Danny Lupano

Personal information
- Full name: Danny Koy Lupano
- Date of birth: 23 August 2000 (age 26)
- Place of birth: Brussels, Belgium
- Height: 1.93 m (6 ft 4 in)
- Position: Centre-back

Team information
- Current team: FK Žalgiris

Youth career
- 2016–2018: Solihull Moors
- 2018–2019: Birmingham City
- 2019–2021: Hull City

Senior career*
- Years: Team / Apps / (Gls)
- 2019: → Hednesford Town (loan) / 0 / (0)
- 2019: Hednesford Town / 2 / (0)
- 2020–2021: Hull City / 0 / (0)
- 2020: → Derry City (loan) / 4 / (0)
- 2020: → King's Lynn Town (loan) / 4 / (0)
- 2021: → Derry City (loan) / 5 / (0)
- 2021–2023: Kalamata / 36 / (2)
- 2023–2024: Virton / 4 / (1)
- 2024–2026: Milsami Orhei
- 2026–: Žalgiris / 10 / (1)

= Danny Lupano =

Belgian footballer (born 2000)

Danny Koy Lupano (born 23 August 2000) is a Belgian professional footballer who plays as a centre-back for Moldovan Liga club Milsami Orhei.

==Career==
At the age of 16, Lupano joined the youth academy of English fifth tier side Solihull Moors. In 2018, he joined the youth academy of Birmingham City in the English second tier. Before the second half of 2018–19, he signed for English seventh tier club Hednesford Town. In 2019, Lupano signed for Hull City in the English second tier after trialing for English Premier League teams Wolverhampton Wanderers and Leicester City.

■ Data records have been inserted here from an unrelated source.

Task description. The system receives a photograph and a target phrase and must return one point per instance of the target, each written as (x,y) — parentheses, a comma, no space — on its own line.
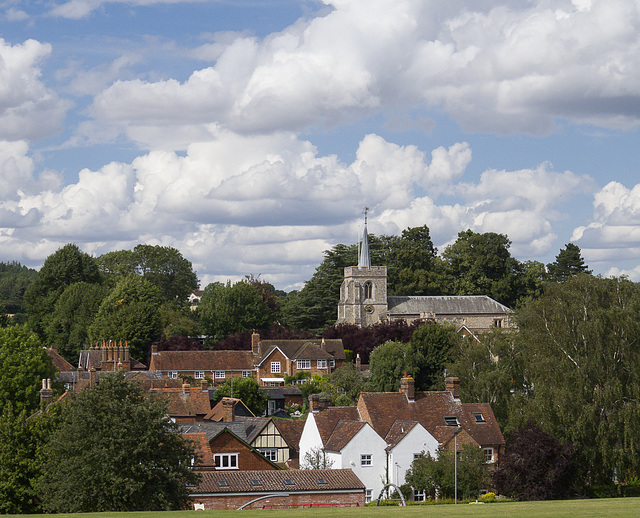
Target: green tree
(429,352)
(74,311)
(569,262)
(481,264)
(131,312)
(232,308)
(116,450)
(583,362)
(431,475)
(387,363)
(246,389)
(23,364)
(66,266)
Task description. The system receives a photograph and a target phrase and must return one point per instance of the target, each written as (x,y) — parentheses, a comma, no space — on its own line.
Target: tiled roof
(398,431)
(342,434)
(383,409)
(192,402)
(290,481)
(327,420)
(446,305)
(291,431)
(202,360)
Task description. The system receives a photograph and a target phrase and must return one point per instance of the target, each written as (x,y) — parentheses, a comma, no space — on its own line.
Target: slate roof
(445,305)
(383,409)
(201,360)
(305,349)
(274,481)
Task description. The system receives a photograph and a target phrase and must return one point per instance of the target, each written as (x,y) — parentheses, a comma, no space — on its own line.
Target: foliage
(131,312)
(569,262)
(387,364)
(233,308)
(246,389)
(429,351)
(74,311)
(438,474)
(116,450)
(316,458)
(23,364)
(14,281)
(162,266)
(535,466)
(582,360)
(66,266)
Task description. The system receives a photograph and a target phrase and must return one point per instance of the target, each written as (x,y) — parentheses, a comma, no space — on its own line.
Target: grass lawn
(604,507)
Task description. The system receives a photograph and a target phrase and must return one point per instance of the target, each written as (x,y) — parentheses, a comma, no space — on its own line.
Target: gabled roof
(446,305)
(304,349)
(342,434)
(290,481)
(201,360)
(383,409)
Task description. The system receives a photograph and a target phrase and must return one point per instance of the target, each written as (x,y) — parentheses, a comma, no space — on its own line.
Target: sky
(251,134)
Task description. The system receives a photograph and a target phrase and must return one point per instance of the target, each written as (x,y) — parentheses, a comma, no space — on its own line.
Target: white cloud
(28,109)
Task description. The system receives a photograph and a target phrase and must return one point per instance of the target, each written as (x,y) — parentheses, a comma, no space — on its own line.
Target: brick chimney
(407,387)
(46,394)
(255,344)
(453,386)
(228,410)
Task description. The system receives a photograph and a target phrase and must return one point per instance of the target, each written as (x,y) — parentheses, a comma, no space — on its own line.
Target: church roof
(445,305)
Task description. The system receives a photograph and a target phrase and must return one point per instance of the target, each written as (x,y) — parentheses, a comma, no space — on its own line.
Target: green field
(614,507)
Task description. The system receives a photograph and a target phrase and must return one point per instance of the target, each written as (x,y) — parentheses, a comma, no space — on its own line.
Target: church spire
(364,259)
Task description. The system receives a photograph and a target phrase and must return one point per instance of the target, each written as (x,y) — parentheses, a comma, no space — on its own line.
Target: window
(451,421)
(488,455)
(226,460)
(304,364)
(368,290)
(478,417)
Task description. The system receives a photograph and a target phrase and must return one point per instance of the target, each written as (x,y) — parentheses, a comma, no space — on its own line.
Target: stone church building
(364,301)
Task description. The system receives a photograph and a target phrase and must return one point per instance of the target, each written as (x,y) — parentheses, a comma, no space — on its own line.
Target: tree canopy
(116,450)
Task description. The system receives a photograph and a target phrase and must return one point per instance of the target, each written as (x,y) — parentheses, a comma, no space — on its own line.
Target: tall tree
(583,362)
(23,364)
(66,266)
(131,312)
(430,349)
(116,450)
(569,262)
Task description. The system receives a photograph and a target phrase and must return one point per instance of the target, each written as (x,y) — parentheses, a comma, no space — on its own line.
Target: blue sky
(250,135)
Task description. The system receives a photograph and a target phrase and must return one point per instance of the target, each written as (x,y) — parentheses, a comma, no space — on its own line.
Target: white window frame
(270,453)
(488,455)
(225,461)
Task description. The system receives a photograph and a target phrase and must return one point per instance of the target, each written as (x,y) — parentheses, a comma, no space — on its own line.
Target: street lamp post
(455,464)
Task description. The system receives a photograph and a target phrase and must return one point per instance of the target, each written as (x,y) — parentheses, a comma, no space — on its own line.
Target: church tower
(363,294)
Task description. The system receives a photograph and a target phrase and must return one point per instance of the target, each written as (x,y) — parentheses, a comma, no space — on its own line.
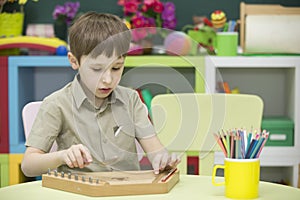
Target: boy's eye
(96,69)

Before the 2020 season, he was sent on loan to Derry City in Northern Ireland. In 2020, he was sent on loan to English fifth tier outfit King's Lynn Town. Before the 2021 season, Lupano returned on loan to Derry City in Northern Ireland. In 2021, he signed for Greek side Kalamata. On 16 January 2022, he debuted for Kalamata during a 0–0 draw with Levadiakos.

=== FK Žalgiris ===
On 27 May 2026, Lithuanian FK Žalgiris announced the signing of Danny Lupano.